O branco converteu-se em luta e o vermelho em rebeldia

As celebrações do Senhor do Bonfim, desta última quinta-feira (11), foram marcadas por uma onda vermelha de trabalhadores Sem Terra em marcha

 

photo_2018-01-12_18-32-03.jpg

 

Por Coletivo de Comunicação do MST na Bahia
Da Página do MST

Nas primeiras horas da quinta-feira (11), cerca de mil trabalhadores e trabalhadoras Sem Terra, que participam do 30º Encontro Estadual do MST na Bahia, se organizam. Preparam as bandeiras; os bonés são colocados sobre a cabeça; e vestem camisas vermelhas com o símbolo do MST, representando identidade, luta e resistência. Tantos preparativos marcam a participação do Movimento nas celebrações da Lavagem do Senhor do Bonfim.

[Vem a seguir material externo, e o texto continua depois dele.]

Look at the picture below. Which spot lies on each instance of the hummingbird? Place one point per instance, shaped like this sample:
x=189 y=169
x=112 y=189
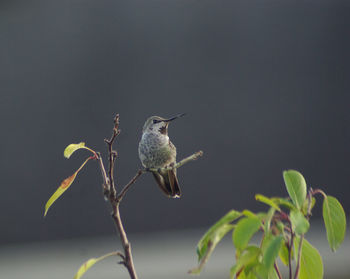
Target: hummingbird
x=156 y=151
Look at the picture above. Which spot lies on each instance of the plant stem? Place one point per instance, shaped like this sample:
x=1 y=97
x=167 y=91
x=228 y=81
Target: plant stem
x=128 y=260
x=277 y=270
x=297 y=269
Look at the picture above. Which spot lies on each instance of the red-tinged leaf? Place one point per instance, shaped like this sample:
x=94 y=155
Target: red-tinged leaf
x=63 y=187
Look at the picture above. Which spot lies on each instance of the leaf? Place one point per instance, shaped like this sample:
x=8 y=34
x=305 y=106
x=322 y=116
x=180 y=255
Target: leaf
x=335 y=221
x=85 y=266
x=299 y=223
x=296 y=187
x=213 y=241
x=244 y=230
x=284 y=202
x=248 y=213
x=202 y=245
x=70 y=149
x=268 y=218
x=305 y=207
x=248 y=257
x=271 y=252
x=63 y=187
x=311 y=265
x=267 y=201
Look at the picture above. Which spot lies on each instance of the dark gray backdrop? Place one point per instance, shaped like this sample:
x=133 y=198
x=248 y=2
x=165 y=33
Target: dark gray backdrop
x=265 y=85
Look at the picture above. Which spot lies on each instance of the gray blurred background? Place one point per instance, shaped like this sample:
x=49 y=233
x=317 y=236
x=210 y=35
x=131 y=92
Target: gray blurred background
x=265 y=85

No início do tradicional cortejo das comemorações, na ladeira da Conceição, entre ruinas e casebres, que parecem mais maquetes, querendo alcançar o céu azul da capital baiana, crianças, jovens e adultos Sem Terra descem a ladeira, seguindo uma multidão de fiéis e devotos.

Um objetivo comum: resgatar a resistência e completar o rito que o tempo não deixou morrer, que neste caso é marcado pela procissão até a Colina Sagrada, onde são atribuídos poderes milagrosos ao Senhor do Bonfim, objeto de devoção popular e centro de peregrinação mística e sincrética.

Essa manifestação popular, que acontece todos os anos, atrai milhares de pessoas, que vestidas de branco, a cor de oxalá, orixá associado à criação do mundo e da espécie humana, percorrem 8 km em procissão, desde a Igreja da Conceição da Praia até a Igreja do Nosso Senhor Bonfim. Foi neste ponto que um mar vermelho se somou ao branco ancestral, numa festa sagrada e profana, porém de encantos que a trajetória logo traria no caminho.

A passos curtos, os “cortejantes” se esbarram, se olham, se complementam e dançam graciosamente embalados pelo som de tambores, pandeiros, agogôs e das próprias palmas. Suor e cheiro de água benta também compõem o cenário, todos afins de molhar o corpo para benzer ou refrescar durante a caminhada que virou patrimônio imaterial da humanidade.

photo_2018-01-12_18-32-20 (1).jpg

Há de haver muita devoção. A multidão não se intimidou com o sol quente, nem com a garoa que São Pedro, santo conhecido popularmente por fazer chover, deixou cair do céu naquele dia para lavar a alma dos devotos antes de subir a ladeira do glorioso.

Neuza de Jesus, moradora do Acampamento Irmã Dorothy, localizado em Eunápolis, após caminhar os 8 km do cortejo, disse que aquele momento simboliza fé. “A gente caminhar em defesa de uma fé é muito forte, pois apenas com ela [fé] a gente tem certeza as coisas vão acontecer”, explica.

Para ela o cortejo aponta o elemento da igualdade com força. “Quando você olha para os lados vê pessoas de todas as cores, de todos os sexos e de todas as classes sociais. Nesse momento todos somos iguais”, destaca Neuza.

Jarros de folhas e flores sustentados nas arrodilhas sobre os “orís” das baianas ajudaram a colorir aquela manhã, deixando exalar um cheiro bom, de vida, era uma nostalgia tamanha, cheio de sincretismo, cheio de crença, cheio de gente e história.

O ponto alto da festa ocorre quando as escadarias da igreja são lavadas por cerca de 200 baianas. Nesse momento, despejam a água dos jarros nas escadarias e no átrio da igreja, ao som de palmas, toque de atabaque e cânticos de origem africana.

Terminada a parte religiosa, a festa continua no largo do Bonfim, com batucadas, danças e barracas de bebidas e comidas típicas. A festa, primeira grande manifestação de rua do ano que se inicia, anuncia que 2018 será um ano de muita luta e resistência para o povo baiano.